Employment agencies based in Uganda and abroad, both legal and fraudulent, recruit Ugandans to work in the Middle East—particularly Saudi Arabia, Qatar, Jordan, the UAE, and Oman—where, at times, traffickers exploit them in forced labor in domestic work, hospitality, or construction; Ugandans who voluntarily migrate in search of employment opportunities are also vulnerable to exploitative conditions. In one research study, an NGO estimates 89 percent of Ugandans working in the Middle East experience conditions indicative of forced labor, including non-payment of wages, physical abuse, passport confiscation, and excessive working hours. To circumvent the 2016 government ban on migrant worker travel to Oman, some licensed and unlicensed agencies send Ugandans through Kenya and Tanzania, increasing their vulnerability to debt bondage due to higher recruitment and travel fees. Traffickers also exploit Ugandans in forced labor and sex trafficking in neighboring African countries, Asia, and North America. During the pandemic, many Ugandans abroad experienced loss of employment, leaving them trapped in the country due to pandemic-related travel restrictions, border closures, and economic scarcity; unable to find new work or a safe way home, these individuals are increasingly vulnerable to trafficking. Traffickers are increasingly targeting university graduates with the promise of high-paying, skilled jobs abroad; however, upon arrival in the destination country, traffickers exploit these individuals in domestic servitude. Kenyan business owners and employers exploit Ugandan girls, particularly from the Karamoja region, in sex trafficking and forced labor in Nairobi’s Eastleigh neighborhood. Criminals involved in terrorist networks may lure and recruit Ugandan adults and children to Somalia via Kenya to join non-state armed groups, primarily al-Shabaab, sometimes with fraudulent promises of lucrative employment.

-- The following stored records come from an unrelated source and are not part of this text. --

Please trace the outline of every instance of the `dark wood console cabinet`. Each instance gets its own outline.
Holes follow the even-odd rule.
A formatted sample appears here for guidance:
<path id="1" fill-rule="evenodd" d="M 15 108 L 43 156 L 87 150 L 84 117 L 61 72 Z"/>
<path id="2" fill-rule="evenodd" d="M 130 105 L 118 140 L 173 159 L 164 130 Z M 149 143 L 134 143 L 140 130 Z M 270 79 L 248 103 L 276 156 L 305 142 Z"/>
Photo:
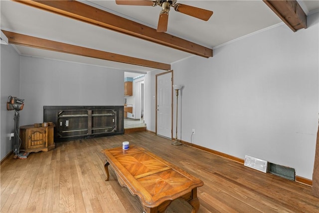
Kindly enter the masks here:
<path id="1" fill-rule="evenodd" d="M 56 124 L 57 141 L 124 134 L 123 115 L 123 106 L 43 107 L 43 121 Z"/>

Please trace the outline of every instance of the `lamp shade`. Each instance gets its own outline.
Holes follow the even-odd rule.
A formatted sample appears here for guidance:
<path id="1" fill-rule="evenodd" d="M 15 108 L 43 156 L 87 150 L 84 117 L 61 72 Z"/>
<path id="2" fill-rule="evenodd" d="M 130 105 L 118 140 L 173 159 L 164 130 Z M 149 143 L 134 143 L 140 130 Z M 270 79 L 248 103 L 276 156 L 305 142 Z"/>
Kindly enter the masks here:
<path id="1" fill-rule="evenodd" d="M 173 85 L 173 88 L 174 89 L 181 89 L 181 85 L 180 84 L 174 84 Z"/>

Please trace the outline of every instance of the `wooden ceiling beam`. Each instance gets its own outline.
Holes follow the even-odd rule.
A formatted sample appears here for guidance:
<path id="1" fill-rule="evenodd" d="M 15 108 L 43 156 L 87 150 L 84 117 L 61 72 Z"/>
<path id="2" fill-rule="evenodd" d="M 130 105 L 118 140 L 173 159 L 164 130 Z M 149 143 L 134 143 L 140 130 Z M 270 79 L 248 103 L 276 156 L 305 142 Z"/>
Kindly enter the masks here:
<path id="1" fill-rule="evenodd" d="M 12 0 L 206 58 L 213 50 L 75 0 Z"/>
<path id="2" fill-rule="evenodd" d="M 307 28 L 307 16 L 296 0 L 263 0 L 294 32 Z"/>
<path id="3" fill-rule="evenodd" d="M 170 65 L 2 30 L 9 43 L 169 70 Z"/>

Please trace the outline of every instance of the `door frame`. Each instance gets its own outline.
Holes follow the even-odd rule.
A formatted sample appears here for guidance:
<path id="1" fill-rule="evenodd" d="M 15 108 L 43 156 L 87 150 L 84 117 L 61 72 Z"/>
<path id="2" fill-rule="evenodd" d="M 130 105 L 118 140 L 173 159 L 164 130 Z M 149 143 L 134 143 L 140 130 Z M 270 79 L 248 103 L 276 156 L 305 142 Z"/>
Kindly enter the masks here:
<path id="1" fill-rule="evenodd" d="M 171 89 L 170 92 L 171 93 L 171 100 L 170 100 L 170 110 L 171 110 L 171 124 L 170 124 L 170 139 L 172 140 L 173 138 L 173 82 L 174 80 L 173 77 L 173 70 L 168 70 L 166 72 L 162 72 L 160 74 L 157 74 L 156 75 L 155 78 L 155 134 L 158 135 L 158 111 L 157 111 L 157 107 L 158 107 L 158 77 L 162 75 L 165 75 L 167 73 L 171 73 Z"/>

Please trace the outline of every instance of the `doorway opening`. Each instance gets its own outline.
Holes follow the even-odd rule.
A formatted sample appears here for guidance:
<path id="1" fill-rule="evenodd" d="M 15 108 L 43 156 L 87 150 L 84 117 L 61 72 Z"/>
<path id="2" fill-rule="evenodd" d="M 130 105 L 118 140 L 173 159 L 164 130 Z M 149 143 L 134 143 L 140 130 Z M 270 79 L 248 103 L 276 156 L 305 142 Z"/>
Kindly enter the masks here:
<path id="1" fill-rule="evenodd" d="M 125 79 L 133 79 L 132 95 L 124 96 L 125 133 L 146 131 L 144 123 L 144 74 L 125 72 Z"/>

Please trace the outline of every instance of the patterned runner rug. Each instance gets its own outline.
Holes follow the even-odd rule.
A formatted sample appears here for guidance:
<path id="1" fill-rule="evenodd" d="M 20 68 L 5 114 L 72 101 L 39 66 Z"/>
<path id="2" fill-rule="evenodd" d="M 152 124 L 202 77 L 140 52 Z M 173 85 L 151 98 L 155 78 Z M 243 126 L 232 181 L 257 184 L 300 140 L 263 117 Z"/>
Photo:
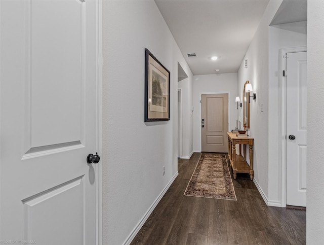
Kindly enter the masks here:
<path id="1" fill-rule="evenodd" d="M 236 201 L 225 154 L 201 153 L 184 195 Z"/>

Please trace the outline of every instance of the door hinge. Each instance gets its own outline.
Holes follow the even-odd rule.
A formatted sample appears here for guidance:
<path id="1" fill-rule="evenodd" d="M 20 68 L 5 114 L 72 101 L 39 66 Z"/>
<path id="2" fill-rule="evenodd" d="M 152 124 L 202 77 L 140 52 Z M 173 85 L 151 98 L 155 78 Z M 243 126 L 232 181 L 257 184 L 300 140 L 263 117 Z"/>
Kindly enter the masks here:
<path id="1" fill-rule="evenodd" d="M 287 77 L 287 71 L 282 71 L 282 77 Z"/>

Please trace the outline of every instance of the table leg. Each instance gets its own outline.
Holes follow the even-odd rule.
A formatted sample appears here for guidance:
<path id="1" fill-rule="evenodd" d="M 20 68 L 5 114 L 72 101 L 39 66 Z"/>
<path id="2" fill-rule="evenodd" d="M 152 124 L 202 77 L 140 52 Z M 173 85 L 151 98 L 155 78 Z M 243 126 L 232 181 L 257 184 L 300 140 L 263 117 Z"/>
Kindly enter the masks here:
<path id="1" fill-rule="evenodd" d="M 253 146 L 250 146 L 250 178 L 253 180 Z"/>
<path id="2" fill-rule="evenodd" d="M 236 158 L 236 150 L 235 148 L 236 146 L 235 144 L 233 144 L 233 155 L 232 157 L 233 158 L 233 178 L 234 178 L 234 180 L 236 179 L 236 166 L 235 165 L 235 160 Z"/>

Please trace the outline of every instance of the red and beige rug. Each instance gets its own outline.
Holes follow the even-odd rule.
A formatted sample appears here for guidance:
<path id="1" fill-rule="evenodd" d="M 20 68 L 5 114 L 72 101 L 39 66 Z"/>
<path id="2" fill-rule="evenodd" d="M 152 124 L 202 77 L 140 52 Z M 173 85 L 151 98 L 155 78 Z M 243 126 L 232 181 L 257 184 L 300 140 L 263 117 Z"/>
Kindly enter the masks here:
<path id="1" fill-rule="evenodd" d="M 201 153 L 184 195 L 236 201 L 225 154 Z"/>

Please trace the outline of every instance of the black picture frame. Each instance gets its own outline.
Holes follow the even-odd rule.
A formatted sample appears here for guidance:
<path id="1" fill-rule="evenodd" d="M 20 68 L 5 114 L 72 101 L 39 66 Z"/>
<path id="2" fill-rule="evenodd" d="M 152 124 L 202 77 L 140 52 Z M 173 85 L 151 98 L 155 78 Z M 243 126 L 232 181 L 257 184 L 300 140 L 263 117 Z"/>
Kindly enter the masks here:
<path id="1" fill-rule="evenodd" d="M 144 121 L 170 120 L 170 72 L 145 49 Z"/>

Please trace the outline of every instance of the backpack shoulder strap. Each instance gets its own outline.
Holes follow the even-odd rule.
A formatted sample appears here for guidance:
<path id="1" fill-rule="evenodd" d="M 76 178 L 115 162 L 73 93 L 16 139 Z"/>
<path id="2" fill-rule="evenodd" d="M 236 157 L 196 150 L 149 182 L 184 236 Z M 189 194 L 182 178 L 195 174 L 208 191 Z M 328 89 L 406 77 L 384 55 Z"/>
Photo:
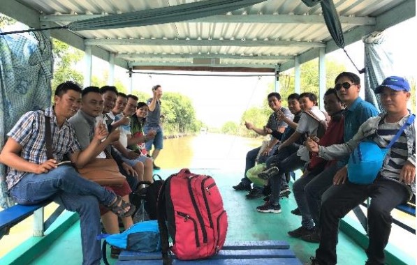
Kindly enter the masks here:
<path id="1" fill-rule="evenodd" d="M 391 142 L 390 142 L 388 145 L 386 146 L 386 148 L 388 149 L 391 148 L 393 146 L 393 145 L 395 143 L 395 142 L 397 142 L 397 140 L 398 139 L 398 138 L 400 138 L 400 136 L 401 136 L 401 134 L 402 133 L 402 132 L 404 132 L 404 130 L 406 129 L 406 128 L 407 128 L 408 126 L 413 124 L 413 123 L 414 122 L 415 118 L 416 118 L 416 115 L 414 115 L 413 114 L 409 116 L 409 119 L 407 120 L 405 123 L 404 123 L 404 125 L 402 126 L 401 126 L 400 130 L 398 130 L 398 131 L 397 132 L 397 134 L 395 135 L 395 136 L 394 136 L 394 137 L 393 138 Z"/>
<path id="2" fill-rule="evenodd" d="M 47 159 L 53 159 L 52 152 L 52 137 L 51 136 L 51 119 L 45 115 L 45 146 L 46 147 L 46 157 Z"/>
<path id="3" fill-rule="evenodd" d="M 166 198 L 165 194 L 165 189 L 167 186 L 168 180 L 171 179 L 172 176 L 169 176 L 161 187 L 159 193 L 158 194 L 157 202 L 157 215 L 158 215 L 158 227 L 159 227 L 159 232 L 161 233 L 161 248 L 162 253 L 162 260 L 163 265 L 170 265 L 173 263 L 173 259 L 168 257 L 168 252 L 169 249 L 168 228 L 166 227 Z"/>

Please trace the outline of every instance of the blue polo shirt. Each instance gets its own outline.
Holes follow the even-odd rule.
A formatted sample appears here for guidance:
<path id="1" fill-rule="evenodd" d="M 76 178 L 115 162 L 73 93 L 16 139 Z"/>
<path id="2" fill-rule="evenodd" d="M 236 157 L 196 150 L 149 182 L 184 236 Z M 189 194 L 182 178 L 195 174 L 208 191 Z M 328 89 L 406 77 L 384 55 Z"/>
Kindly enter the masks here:
<path id="1" fill-rule="evenodd" d="M 358 132 L 359 127 L 371 117 L 378 116 L 379 112 L 375 106 L 358 97 L 344 110 L 344 142 L 349 141 Z M 349 158 L 339 161 L 338 165 L 347 164 Z M 343 164 L 342 164 L 343 163 Z"/>

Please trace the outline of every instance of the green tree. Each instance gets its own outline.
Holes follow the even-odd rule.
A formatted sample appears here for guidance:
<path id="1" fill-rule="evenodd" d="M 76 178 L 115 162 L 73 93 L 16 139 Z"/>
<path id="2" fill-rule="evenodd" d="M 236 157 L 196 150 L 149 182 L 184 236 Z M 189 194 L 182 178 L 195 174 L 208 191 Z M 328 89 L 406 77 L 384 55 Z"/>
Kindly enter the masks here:
<path id="1" fill-rule="evenodd" d="M 187 132 L 196 130 L 196 111 L 189 98 L 179 93 L 167 92 L 161 108 L 168 130 Z"/>
<path id="2" fill-rule="evenodd" d="M 226 121 L 221 127 L 221 132 L 228 135 L 236 135 L 239 130 L 239 125 L 233 121 Z"/>
<path id="3" fill-rule="evenodd" d="M 66 81 L 82 84 L 84 76 L 76 70 L 75 64 L 82 58 L 83 52 L 55 38 L 52 38 L 52 52 L 55 69 L 52 81 L 52 95 L 57 86 Z"/>

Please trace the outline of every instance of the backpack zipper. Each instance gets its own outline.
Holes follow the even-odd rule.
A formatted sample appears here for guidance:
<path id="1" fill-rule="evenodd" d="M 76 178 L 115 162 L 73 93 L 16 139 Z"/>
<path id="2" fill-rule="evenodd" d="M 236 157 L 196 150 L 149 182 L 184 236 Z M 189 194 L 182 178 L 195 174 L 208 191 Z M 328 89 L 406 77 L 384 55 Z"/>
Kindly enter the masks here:
<path id="1" fill-rule="evenodd" d="M 189 214 L 182 213 L 180 211 L 177 211 L 177 214 L 180 216 L 184 217 L 184 222 L 188 221 L 188 220 L 191 220 L 193 221 L 193 224 L 194 226 L 194 234 L 196 235 L 196 245 L 197 247 L 200 247 L 200 240 L 198 239 L 198 230 L 197 229 L 197 222 L 196 220 L 191 217 Z"/>
<path id="2" fill-rule="evenodd" d="M 219 253 L 220 247 L 219 246 L 219 241 L 220 240 L 220 218 L 226 213 L 226 211 L 223 210 L 221 213 L 217 217 L 217 241 L 216 242 L 216 254 Z"/>
<path id="3" fill-rule="evenodd" d="M 201 190 L 203 192 L 203 197 L 204 198 L 204 204 L 205 204 L 205 209 L 207 209 L 207 213 L 209 218 L 209 222 L 210 223 L 210 227 L 213 228 L 213 219 L 212 218 L 212 213 L 210 211 L 210 207 L 209 206 L 208 200 L 207 199 L 207 195 L 205 192 L 207 192 L 209 195 L 211 195 L 210 188 L 216 186 L 216 183 L 213 182 L 208 186 L 204 188 L 204 183 L 205 183 L 205 181 L 208 180 L 211 177 L 210 176 L 207 176 L 205 179 L 204 179 L 204 180 L 203 180 L 203 181 L 201 181 Z"/>
<path id="4" fill-rule="evenodd" d="M 207 243 L 207 231 L 205 229 L 205 225 L 204 225 L 204 220 L 203 220 L 203 215 L 201 215 L 201 213 L 198 209 L 198 206 L 197 206 L 197 202 L 196 202 L 196 198 L 193 194 L 193 189 L 191 187 L 191 179 L 193 179 L 193 176 L 187 178 L 188 180 L 188 191 L 190 194 L 190 197 L 191 198 L 191 202 L 193 203 L 193 207 L 194 207 L 194 211 L 196 211 L 196 214 L 197 215 L 197 219 L 198 219 L 198 222 L 200 223 L 200 227 L 201 227 L 201 232 L 203 233 L 203 243 Z"/>

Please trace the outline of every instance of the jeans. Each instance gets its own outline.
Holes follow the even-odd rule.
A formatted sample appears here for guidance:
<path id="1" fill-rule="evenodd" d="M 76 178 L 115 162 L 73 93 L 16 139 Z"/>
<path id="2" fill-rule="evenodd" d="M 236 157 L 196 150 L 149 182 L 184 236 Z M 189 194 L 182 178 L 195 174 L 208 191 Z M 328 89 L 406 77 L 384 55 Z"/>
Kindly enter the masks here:
<path id="1" fill-rule="evenodd" d="M 259 160 L 258 160 L 258 162 L 259 164 L 265 162 L 267 161 L 268 158 L 270 158 L 270 157 L 271 157 L 271 155 L 272 153 L 274 153 L 274 152 L 275 151 L 276 149 L 277 149 L 277 144 L 275 144 L 274 146 L 274 147 L 272 147 L 272 149 L 271 149 L 271 151 L 270 152 L 269 155 L 268 155 L 268 156 L 262 156 L 262 155 L 261 155 L 259 156 Z M 246 173 L 247 172 L 247 171 L 249 169 L 250 169 L 251 168 L 252 168 L 252 167 L 254 167 L 255 166 L 255 164 L 256 163 L 256 156 L 258 156 L 258 153 L 259 153 L 259 150 L 261 150 L 261 146 L 257 147 L 257 148 L 256 148 L 254 149 L 252 149 L 252 150 L 249 151 L 246 154 L 246 164 L 245 164 L 245 167 L 244 167 L 244 176 L 243 177 L 243 179 L 242 179 L 240 180 L 240 182 L 242 182 L 243 183 L 243 185 L 244 185 L 244 186 L 249 186 L 252 183 L 252 181 L 251 181 L 251 180 L 249 179 L 247 176 L 246 176 Z M 263 187 L 255 186 L 254 185 L 254 188 L 257 188 L 257 189 L 259 189 L 259 190 L 262 190 L 263 188 Z"/>
<path id="2" fill-rule="evenodd" d="M 70 166 L 61 166 L 47 173 L 26 174 L 10 190 L 12 197 L 23 205 L 36 204 L 48 199 L 80 215 L 82 264 L 100 264 L 101 233 L 98 204 L 109 205 L 115 195 L 81 177 Z"/>
<path id="3" fill-rule="evenodd" d="M 163 148 L 163 132 L 162 131 L 162 128 L 161 126 L 150 126 L 145 125 L 143 128 L 143 133 L 146 135 L 149 130 L 156 130 L 156 134 L 155 135 L 155 137 L 154 139 L 147 140 L 145 144 L 146 150 L 149 152 L 152 149 L 152 144 L 154 146 L 155 146 L 155 149 L 162 150 Z"/>
<path id="4" fill-rule="evenodd" d="M 351 209 L 367 197 L 371 203 L 367 210 L 369 245 L 366 250 L 371 264 L 384 264 L 385 253 L 393 218 L 391 211 L 409 199 L 406 186 L 399 182 L 379 178 L 370 185 L 358 185 L 347 181 L 332 186 L 323 195 L 320 214 L 321 240 L 316 257 L 321 264 L 335 264 L 339 222 Z"/>
<path id="5" fill-rule="evenodd" d="M 309 205 L 310 215 L 316 227 L 320 227 L 320 207 L 321 206 L 321 195 L 333 185 L 333 177 L 343 166 L 333 165 L 316 175 L 304 188 L 307 202 Z"/>
<path id="6" fill-rule="evenodd" d="M 270 196 L 270 202 L 271 204 L 278 203 L 279 202 L 279 192 L 281 186 L 284 179 L 286 179 L 285 172 L 294 171 L 302 168 L 305 162 L 302 161 L 296 153 L 293 153 L 288 158 L 281 160 L 278 166 L 278 174 L 272 176 L 270 179 L 271 184 L 271 196 Z"/>
<path id="7" fill-rule="evenodd" d="M 294 198 L 297 202 L 297 206 L 301 213 L 301 225 L 308 229 L 314 226 L 314 222 L 310 214 L 310 210 L 304 192 L 304 188 L 314 177 L 314 174 L 309 174 L 295 181 L 293 185 Z"/>

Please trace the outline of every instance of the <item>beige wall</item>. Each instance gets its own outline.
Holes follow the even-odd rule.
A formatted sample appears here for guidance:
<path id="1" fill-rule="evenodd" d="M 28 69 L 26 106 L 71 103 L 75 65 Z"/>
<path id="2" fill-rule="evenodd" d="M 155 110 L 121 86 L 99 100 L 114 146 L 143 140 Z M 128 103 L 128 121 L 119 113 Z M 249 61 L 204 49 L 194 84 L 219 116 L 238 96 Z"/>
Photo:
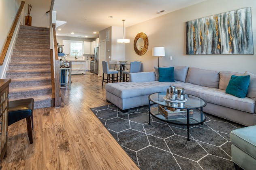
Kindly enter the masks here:
<path id="1" fill-rule="evenodd" d="M 62 44 L 62 40 L 69 40 L 71 41 L 90 41 L 92 42 L 94 41 L 94 38 L 86 38 L 79 37 L 72 37 L 67 36 L 56 36 L 57 42 L 59 43 L 60 45 Z"/>
<path id="2" fill-rule="evenodd" d="M 186 22 L 243 8 L 251 7 L 254 36 L 254 55 L 186 55 Z M 136 35 L 144 32 L 149 38 L 149 48 L 142 56 L 136 54 L 133 41 Z M 229 70 L 256 73 L 256 3 L 255 0 L 209 0 L 126 28 L 126 59 L 141 61 L 144 71 L 153 71 L 157 57 L 152 56 L 152 48 L 164 46 L 165 57 L 160 66 L 186 65 L 218 71 Z M 173 56 L 173 60 L 169 56 Z"/>
<path id="3" fill-rule="evenodd" d="M 112 43 L 112 27 L 109 27 L 100 31 L 99 32 L 99 40 L 105 40 L 106 39 L 106 31 L 109 30 L 109 41 L 106 42 L 106 61 L 111 61 L 111 43 Z M 108 50 L 109 50 L 109 51 L 108 52 Z M 109 58 L 110 56 L 110 58 Z"/>
<path id="4" fill-rule="evenodd" d="M 3 47 L 21 2 L 21 0 L 0 0 L 0 51 Z"/>
<path id="5" fill-rule="evenodd" d="M 28 4 L 32 4 L 32 9 L 30 16 L 32 17 L 32 26 L 41 27 L 49 27 L 50 21 L 50 10 L 51 0 L 25 0 L 25 15 L 28 14 Z"/>

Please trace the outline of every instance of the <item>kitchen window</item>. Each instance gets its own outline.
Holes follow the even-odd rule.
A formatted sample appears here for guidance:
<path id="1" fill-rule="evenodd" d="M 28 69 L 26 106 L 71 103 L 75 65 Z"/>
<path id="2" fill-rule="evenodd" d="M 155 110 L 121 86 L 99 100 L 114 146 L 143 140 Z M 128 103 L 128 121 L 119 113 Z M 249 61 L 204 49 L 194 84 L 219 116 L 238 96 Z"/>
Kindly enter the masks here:
<path id="1" fill-rule="evenodd" d="M 70 55 L 82 56 L 83 54 L 83 42 L 70 42 Z"/>

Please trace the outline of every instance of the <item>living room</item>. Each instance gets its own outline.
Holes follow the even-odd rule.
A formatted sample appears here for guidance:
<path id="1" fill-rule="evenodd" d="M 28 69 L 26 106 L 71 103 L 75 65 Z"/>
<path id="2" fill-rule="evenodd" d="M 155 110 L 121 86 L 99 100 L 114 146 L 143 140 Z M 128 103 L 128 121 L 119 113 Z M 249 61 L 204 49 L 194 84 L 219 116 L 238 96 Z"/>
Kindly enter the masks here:
<path id="1" fill-rule="evenodd" d="M 216 71 L 218 75 L 224 71 L 240 73 L 240 76 L 243 76 L 246 71 L 256 74 L 256 55 L 253 50 L 252 54 L 186 54 L 186 22 L 194 19 L 250 7 L 252 33 L 256 34 L 255 2 L 254 0 L 199 1 L 189 6 L 183 4 L 186 7 L 181 6 L 170 13 L 167 11 L 158 17 L 126 27 L 125 38 L 130 39 L 130 42 L 119 44 L 125 46 L 125 60 L 129 63 L 141 61 L 141 72 L 146 72 L 141 73 L 155 71 L 158 57 L 152 56 L 152 48 L 164 47 L 165 55 L 159 57 L 161 67 L 171 66 L 175 69 L 176 66 L 186 66 L 204 69 L 202 71 Z M 171 2 L 166 1 L 163 3 Z M 141 32 L 148 38 L 147 50 L 142 55 L 136 53 L 133 43 L 136 35 Z M 252 39 L 254 43 L 256 38 L 254 36 Z M 253 45 L 253 50 L 256 50 L 255 47 Z M 188 76 L 186 73 L 185 78 Z M 135 80 L 132 79 L 134 77 L 141 80 L 149 78 L 152 75 L 149 74 L 141 77 L 131 75 L 130 80 Z M 120 108 L 115 101 L 111 101 L 111 97 L 108 99 L 106 96 L 107 88 L 112 84 L 104 83 L 102 87 L 100 76 L 95 74 L 73 76 L 71 89 L 61 90 L 60 107 L 34 110 L 33 144 L 28 142 L 25 120 L 11 125 L 8 128 L 6 156 L 2 161 L 2 168 L 217 170 L 253 169 L 255 167 L 255 153 L 247 153 L 252 160 L 247 159 L 241 152 L 237 153 L 243 163 L 237 166 L 233 164 L 231 155 L 231 132 L 249 126 L 246 122 L 232 119 L 230 121 L 222 116 L 204 112 L 204 121 L 201 118 L 200 123 L 190 127 L 189 124 L 190 134 L 187 133 L 189 130 L 187 126 L 166 123 L 150 115 L 147 104 L 126 111 L 124 107 Z M 200 76 L 198 74 L 198 77 Z M 207 79 L 203 76 L 202 78 Z M 166 84 L 175 86 L 172 83 Z M 184 88 L 186 93 L 187 89 Z M 143 92 L 142 90 L 137 93 Z M 120 101 L 119 98 L 115 100 Z M 203 104 L 198 108 L 203 108 L 206 102 L 204 100 L 200 101 Z M 139 103 L 134 100 L 132 102 Z M 226 104 L 222 103 L 219 105 Z M 255 111 L 255 101 L 254 105 Z M 189 110 L 188 113 L 189 115 Z M 193 114 L 196 117 L 196 112 Z M 251 114 L 255 115 L 255 111 Z M 149 115 L 151 125 L 148 125 Z M 243 119 L 247 120 L 241 115 L 241 122 Z M 115 121 L 117 119 L 120 122 Z M 256 124 L 255 121 L 252 122 L 254 124 L 250 126 Z M 255 136 L 255 132 L 251 133 L 252 130 L 248 130 L 243 132 L 248 134 L 249 141 L 253 141 L 251 144 L 254 146 L 248 147 L 253 152 L 256 143 L 250 138 Z M 190 141 L 187 140 L 188 136 Z M 247 145 L 243 143 L 243 146 Z M 245 164 L 247 166 L 243 166 Z"/>

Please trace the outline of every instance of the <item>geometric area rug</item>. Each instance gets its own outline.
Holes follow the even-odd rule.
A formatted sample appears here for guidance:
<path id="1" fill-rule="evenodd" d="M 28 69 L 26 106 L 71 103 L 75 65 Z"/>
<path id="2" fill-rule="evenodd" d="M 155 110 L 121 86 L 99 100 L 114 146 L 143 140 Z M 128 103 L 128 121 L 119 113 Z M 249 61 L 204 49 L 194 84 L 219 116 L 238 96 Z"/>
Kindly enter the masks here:
<path id="1" fill-rule="evenodd" d="M 205 113 L 203 125 L 169 124 L 151 116 L 147 105 L 126 113 L 109 105 L 91 108 L 113 137 L 142 170 L 234 170 L 230 132 L 243 126 Z"/>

Uganda hosts more than 1.6 million refugees, primarily from South Sudan, the Democratic Republic of the Congo, and Burundi. Observers report traffickers increasingly exploit refugees, both in village settlements and urban areas, in forced labor and sex trafficking. Uganda continues to serve as a transit point for migrants seeking work in the Middle East; traffickers exploit this transiting population in forced labor and sex trafficking. Increasingly, traffickers pose as recruitment agencies to facilitate the placement of former trafficking victims, primarily from Burundi, by falsely advertising employment in Middle East; instead, traffickers often exploit these women in Uganda before transporting them to Kenya for further exploitation. Traffickers exploit children from neighboring East African countries, including Kenya, Rwanda, and Tanzania, in forced labor, primarily in agriculture and domestic work, and sex trafficking in Uganda. Cuban medical professionals working in Uganda may have been forced to work by the Cuban government.